# O-matic Celebrity Review



## twin89 (Jan 21, 2009)

Okay, so basically the wonderful Wiredsports has mailed a new board and bindings to my house, and since my brother (his board) is in the marines right now i have had the wonderful pleasure of riding the board a few times, here goes my (i'll try to be) unbiased review.

Location: Snow Summit/Bear Mtn.

Conditions: Bluebird with relatively new snow, groomed(it snowed like 6 inches 3 or 4 days ago).

Set-up: 08-09 152 O-matic Celebrity w/my Ride Rx Bindings and 10.5 Burton Freestyle Boots

Preconceived Notions: I have never ridden an O-matic board before and had never really read any reviews on them, and as many of you may know, discussions about them on this forum are pretty much non-existent. So i didn't really know what to expect from this board, but from hand flexing it, flex seemed to be MUCH stiffer than my Capita Stairmaster and Rome Agent.
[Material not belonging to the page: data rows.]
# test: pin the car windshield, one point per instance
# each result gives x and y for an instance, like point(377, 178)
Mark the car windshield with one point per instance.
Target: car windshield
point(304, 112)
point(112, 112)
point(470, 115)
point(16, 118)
The board also has a very nice top sheet and nice poppy graphics on the bottom (Die cut Sintered base).

Weight: i would say this board is prob average weight, MUCH lighter than my Agent and noticeable heavier than my stairmaster.

Flex: A nice stiff flex, i really had to put in effort to tail press this thing, but then again i'm only 145 lbs @ 6 feet tall.
Much stiffer than both my Agent and Stairmaster. This board would be perfect for large kickers and bombing of any kind.

Pop: VERY Poppy, prob due to the carbon stringers and tri axial glass. I loved this part of the board, i was hitting every single lip on the runs i could find and soaring, soo much fun.

Turning: This board was nice and responsive, and bit nicely into the groomers, when i would carry a lot of speed into a carve there was no lack of edge hold, however as expected of me my toe side carves were better than heelside (not boards fault). Edge to edge was pretty quick and not sluggish. With this board i could spray A LOT of snow, was really fun cause ridding with my friends=spray each other as much as possible.

(I put a 2 degree base bevel on this board and a 2 degree side bevel as well, and i took a file and very slightly detuned the contact points and then heavily detuned the tip and tail, the rest of the edges are factory sharp)

Stability: One of my friends Skis and i had no trouble keeping up with him (which i normally don't, perhaps the sintered base as opposed to the stairmaster i normally ride.) also, no hint of any chatter, i also went onto some ungroomed stuff that was really bumpy and this board handled it just fine. (although i have not yet ridden a board that does not)

Switch: True Twin pretty much sums it up, but i didn't really ride switch much, and i suck at it (hehe need more practice).

Overall impression: I loved this board, i just felt so stable when charging and jumping on it, i went faster than i have ever gone. This board is more for an all mtn ridder that is looking in to the park and still wants to be able to charge out of the park, or a skilled park rider than is doing bigger jibs/jumps. Not really a jib board, it is just not soft enough. One odd thing i noticed about the board was that snow really liked to stick to the top sheet of it, much more so than my other boards. I'm not really a fan of the graphics but i do love the way it rides board. I was really impressed by the board, and encourage more people to consider O-matic.


----------



## FLuiD (Jul 6, 2009)




----------



## Guest (Jan 5, 2010)

twin89 said:


> Okay, so basically the wonderful Wiredsports has mailed a new board and bindings to my house, and since my brother (his board) is in the marines right now i have had the wonderful pleasure of riding the board a few times, here goes my (i'll try to be) unbiased review.
> 
> Location: Snow Summit/Bear Mtn.
> 
> ...


does this o matic have the BS??? i think its a pretty cool concept to have a raised base.


----------



## twin89 (Jan 21, 2009)

somebodyelse5 said:


> does this o matic have the BS??? i think its a pretty cool concept to have a raised base.


this board does not have the Wiggle stick thing or BS Technology, i'm not sure if those are the same thing or not lol. it has a regular flat base.

Questions are welcome =)


----------



## Guest (Jan 7, 2010)

twin89 said:


> this board does not have the Wiggle stick thing or BS Technology, i'm not sure if those are the same thing or not lol. it has a regular flat base.
> 
> Questions are welcome =)


damn i wanna hear how that board rides!!! 

It sounds like a cool idea. i just bet rolling onto an edge would feel wierd


----------